Gantt Center Set to Kick-Off Five Months of Literacy Festivities

Programming to be spread over five months

An adult and toddler, both holding drums, perform with the KanKouran West African Dance Company
KanKouran West African Dance Company will perform at the National Endowment for the Arts Big Read Kickoff Celebration on Feb. 24. (Photo courtesy of KWADC)

Harvey B. Gantt Center for African-American Arts + Culture recently announced that it will launch its National Endowment for the Arts (NEA) Big Read program, a five-month series of free events designed to inform, engage and promote literacy within the Charlotte area. 

The Gantt Center will host the Big Read Kickoff Celebration on Feb. 23 at 6:30 p.m., located at the Wells Fargo Auditorium below Knight Theater and featuring a festive dance performance and presentation by the Maryland-based KanKouran West African Dance Company to set the tone.

The celebration will also include poetry by the Gantt’s Golden Year Poet Laureate, Boris “Bluz” Rogers, and guests will receive the book that inspired the entire initiative: Homegoing, by Yaa Gyasi. 

That event will be followed by 20 more similar events held in partnership with Charlotte Mecklenburg Library, Cabarrus County Library, and UNC Charlotte’s J. Murrey Atkins Library, among others. 

Supported by a $20,000 Grants for Arts Projects award from the National Endowment for the Arts (NEA) announced last June, Charlotte will join 61 other communities nationwide that are participating in the 2023-’24 NEA Big Read. Local events include poetry, arts, and writing workshops; book clubs; school events; expert panel discussions; and more.
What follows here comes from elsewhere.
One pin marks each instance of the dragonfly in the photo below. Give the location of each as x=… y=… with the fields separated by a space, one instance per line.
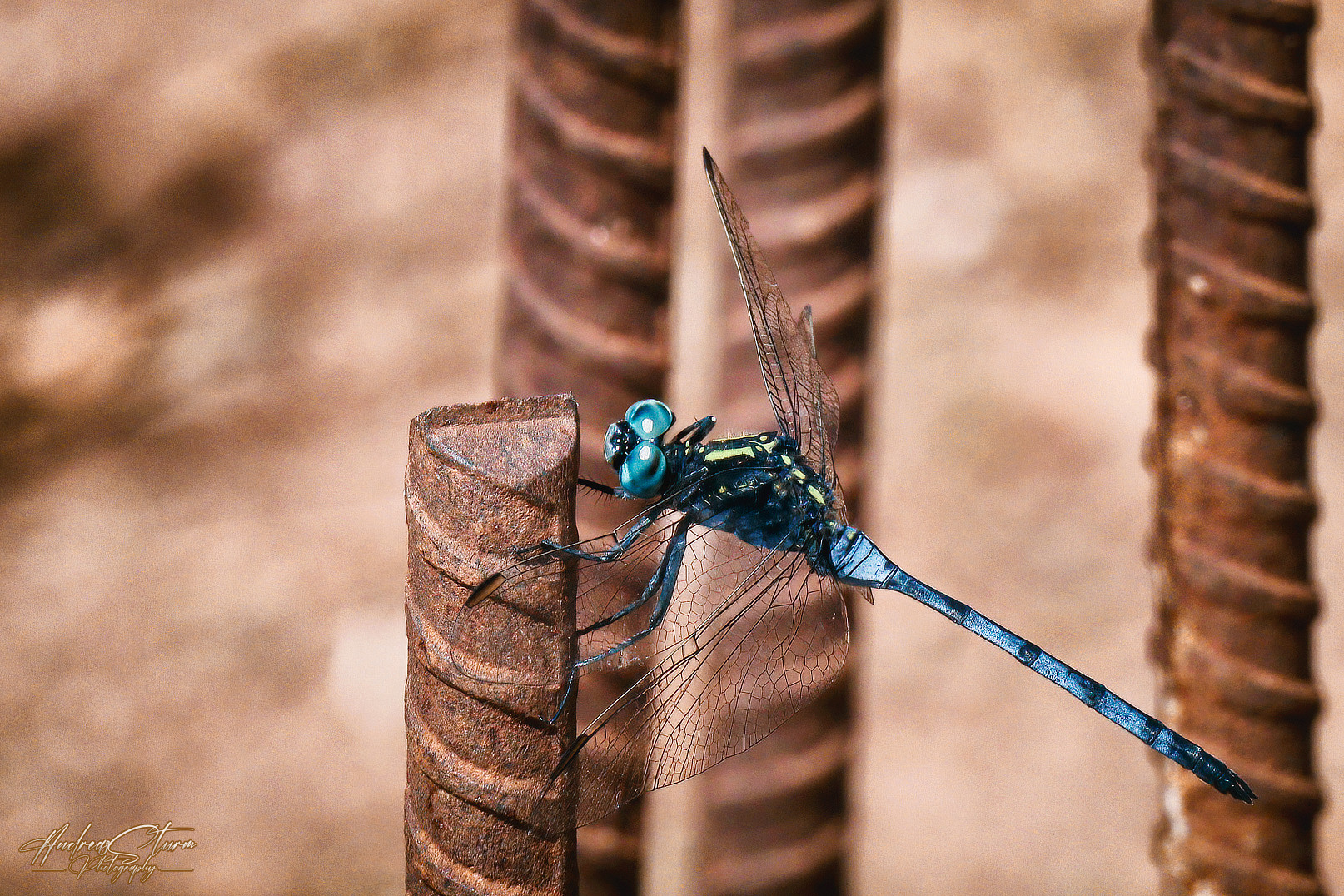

Events include the Building Your Human Museum Workshop featuring NC Poet Laureate Jaki Shelton Green, similar to a workshop Green hosted during the African American Heritage Festival at Charlotte Museum of History in 2023. 

“I have lived the legacy of poet [and] of serving the people,” Green told Queen City Nerve in a discussion about the workshop last year. “I love being poet laureate, but I don’t need the title. I built this. I built the tables, that’s what I teach people to do. You’re not being served at the table you think you want to be at? Build your own table. There’s enough wood, there’s enough work. The need is there.”

The Gantt Center will host Green’s workshop on March 16. 

The programming will be part of Gantt Center’s Golden Year celebration, marking 50 years since its founding in 1974. Other Golden Year events scheduled throughout the year include an appearance from The 1619 Project author Nikole Hannah-Jones in July

In December 2023, the Gantt Center announced that the museum’s longtime chief operating officer Bonita Buford would step into the role of president and CEO, replacing the outgoing David Taylor following his 14-year tenure. 

“We are thankful for the NEA grant and are excited to launch the Big Read and offer a diverse range of arts and cultural programming, centered on the community-wide reading of Yaa Gyasi’s Homegoing, in the Charlotte region,” Buford stated in a release announcing the Big Read’s kickoff.

Published in 2016, Homecoming was the debut historical fiction novel from Ghanaian-American author Yaa Gyasi, who traces 300 years of Ghanaian history and, along the way, creates a truly great American novel. 

Spanning eight generations, the story begins with two Ghanaian sisters in the 18th century who lead parallel yet divergent lives; one stays in Ghana and becomes a wealthy slave trader’s wife while the other is sold into slavery and sent to America. 

The novel follows the lives of the two women’s descendants — from Ghana’s beaches to the plantations of Mississippi, the American Civil War to Jazz Age Harlem — offering an essential examination of power and privilege, memory and legacy. 

The Big Read page on NEA’s website shares other books that are part of the program around the country, while the Homegoing page suggests questions to be used in discussions of the book.